À cet égard, il convient de rappeler qu’il appartient aux juridictions nationales, en tenant compte de l’ensemble des règles du droit national et en application des méthodes d’interprétation reconnues par celui-ci, de décider si et dans quelle mesure une disposition nationale, telle que l’article 9, paragraphe 1, de l’AGG, est susceptible d’être interprétée en conformité avec l’article 4, paragraphe 2, de la directive 2000/78 sans procéder à une interprétation contra legem de cette disposition nationale (voir, en ce sens, arrêt du 19 avril 2016, DI, C‑441/14, EU:C:2016:278, points 31 et 32 ainsi que jurisprudence citée).

Dans l’hypothèse où il lui serait impossible de procéder à une telle interprétation conforme de la disposition nationale en cause au principal, il convient de préciser, d’une part, que la directive 2000/78 n’instaure pas elle-même le principe de l’égalité de traitement en matière d’emploi et de travail, lequel trouve sa source dans divers instruments internationaux et les traditions constitutionnelles communes aux États membres, mais a uniquement pour objet d’établir, dans ces mêmes matières, un cadre général pour lutter contre la discrimination fondée sur divers motifs, parmi lesquels figurent la religion ou les convictions, ainsi qu’il ressort de l’intitulé et de l’article 1er de celle-ci (voir, en ce sens, arrêt du 10 mai 2011, Römer, C‑147/08, EU:C:2011:286, point 59 et jurisprudence citée).

L’interdiction de toute discrimination fondée sur la religion ou les convictions revêt un caractère impératif en tant que principe général de droit de l’Union. Consacrée à l’article 21, paragraphe 1, de la Charte, cette interdiction se suffit à elle-même pour conférer aux particuliers un droit invocable en tant que tel dans un litige qui les oppose dans un domaine couvert par le droit de l’Union (voir, en ce qui concerne le principe de non-discrimination en fonction de l’âge, arrêt du 15 janvier 2014, Association de médiation sociale, C‑176/12, EU:C:2014:2, point 47).
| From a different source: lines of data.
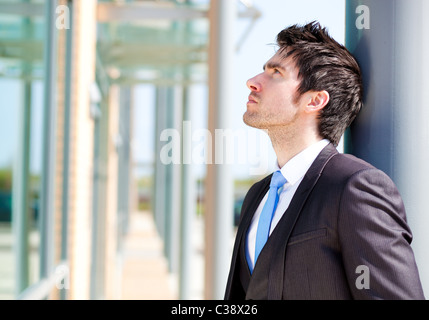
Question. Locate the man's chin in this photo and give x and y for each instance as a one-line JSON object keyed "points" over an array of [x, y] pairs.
{"points": [[253, 122]]}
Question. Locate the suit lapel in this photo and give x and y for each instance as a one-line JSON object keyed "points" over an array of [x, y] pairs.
{"points": [[287, 222], [249, 208]]}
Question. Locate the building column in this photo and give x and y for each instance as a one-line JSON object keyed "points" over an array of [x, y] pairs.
{"points": [[389, 40], [218, 211]]}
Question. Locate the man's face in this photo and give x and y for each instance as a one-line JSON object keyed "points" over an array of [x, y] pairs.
{"points": [[272, 101]]}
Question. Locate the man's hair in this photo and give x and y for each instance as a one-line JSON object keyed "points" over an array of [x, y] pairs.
{"points": [[324, 64]]}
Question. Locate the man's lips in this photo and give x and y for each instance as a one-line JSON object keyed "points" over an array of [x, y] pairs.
{"points": [[252, 99]]}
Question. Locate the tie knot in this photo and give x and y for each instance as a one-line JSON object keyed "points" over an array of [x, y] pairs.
{"points": [[277, 180]]}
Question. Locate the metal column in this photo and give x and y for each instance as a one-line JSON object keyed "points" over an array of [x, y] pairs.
{"points": [[219, 184], [187, 203], [47, 196], [388, 37]]}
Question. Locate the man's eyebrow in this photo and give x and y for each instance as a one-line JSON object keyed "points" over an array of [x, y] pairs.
{"points": [[273, 65]]}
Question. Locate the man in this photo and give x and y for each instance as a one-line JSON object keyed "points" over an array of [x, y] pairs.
{"points": [[325, 225]]}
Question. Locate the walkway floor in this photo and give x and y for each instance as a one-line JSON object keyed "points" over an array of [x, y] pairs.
{"points": [[144, 269]]}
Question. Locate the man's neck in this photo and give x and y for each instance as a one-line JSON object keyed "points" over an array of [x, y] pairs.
{"points": [[287, 145]]}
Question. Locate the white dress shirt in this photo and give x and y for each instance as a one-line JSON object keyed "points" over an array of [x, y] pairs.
{"points": [[293, 171]]}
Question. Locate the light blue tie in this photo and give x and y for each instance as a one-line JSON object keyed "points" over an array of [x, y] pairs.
{"points": [[264, 224]]}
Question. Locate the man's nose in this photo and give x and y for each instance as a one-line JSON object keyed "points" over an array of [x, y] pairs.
{"points": [[254, 84]]}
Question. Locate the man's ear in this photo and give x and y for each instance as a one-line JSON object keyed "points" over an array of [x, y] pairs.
{"points": [[318, 100]]}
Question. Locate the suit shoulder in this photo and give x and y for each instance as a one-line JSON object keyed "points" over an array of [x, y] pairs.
{"points": [[347, 165]]}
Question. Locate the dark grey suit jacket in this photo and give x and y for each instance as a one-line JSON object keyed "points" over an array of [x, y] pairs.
{"points": [[344, 215]]}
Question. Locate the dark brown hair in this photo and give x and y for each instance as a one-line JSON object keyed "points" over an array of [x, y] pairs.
{"points": [[324, 64]]}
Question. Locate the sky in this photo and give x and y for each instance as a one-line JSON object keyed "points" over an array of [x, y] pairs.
{"points": [[256, 157]]}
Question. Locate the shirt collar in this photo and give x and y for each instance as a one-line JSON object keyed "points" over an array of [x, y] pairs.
{"points": [[295, 169]]}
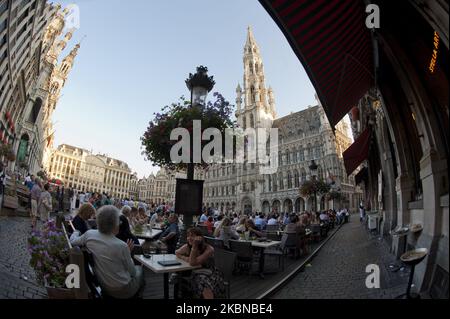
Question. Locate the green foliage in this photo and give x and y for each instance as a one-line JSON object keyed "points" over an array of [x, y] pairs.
{"points": [[156, 141], [49, 255]]}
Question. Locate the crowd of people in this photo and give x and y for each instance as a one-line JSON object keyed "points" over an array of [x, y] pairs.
{"points": [[235, 226], [112, 242]]}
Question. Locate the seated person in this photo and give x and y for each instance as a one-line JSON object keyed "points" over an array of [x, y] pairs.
{"points": [[324, 217], [260, 222], [293, 226], [171, 234], [125, 233], [113, 266], [85, 212], [209, 224], [126, 211], [142, 216], [225, 232], [251, 228], [240, 228], [272, 221], [156, 218], [206, 282]]}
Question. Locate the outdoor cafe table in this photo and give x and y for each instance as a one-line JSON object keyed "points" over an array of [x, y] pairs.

Au regard de l’effet impératif qu’il déploie, l’article 21 de la Charte ne se distingue pas, en principe, des différentes dispositions des traités fondateurs prohibant des discriminations en fonction de divers motifs, même lorsque de telles discriminations résultent de contrats conclus entre particuliers (voir, par analogie, arrêts du 8 avril 1976, Defrenne, 43/75, EU:C:1976:56, point 39 ; du 6 juin 2000, Angonese, C‑281/98, EU:C:2000:296, points 33 à 36 ; du 3 octobre 2000, Ferlini, C‑411/98, EU:C:2000:530, point 50, ainsi que du 11 décembre 2007, International Transport Workers’ Federation et Finnish Seamen’s Union, C‑438/05, EU:C:2007:772, points 57 à 61).

D’autre part, il convient de souligner que, à l’instar de l’article 21 de la Charte, l’article 47 de celle-ci, relatif au droit à une protection juridictionnelle effective, se suffit à lui-même et ne doit pas être précisé par des dispositions du droit de l’Union ou du droit national pour conférer aux particuliers un droit invocable en tant que tel.

Partant, le cas échéant, la juridiction nationale serait tenue d’assurer, dans le cadre de ses compétences, la protection juridique découlant pour les justiciables des articles 21 et 47 de la Charte et de garantir le plein effet de ces articles en laissant au besoin inappliquée toute disposition nationale contraire.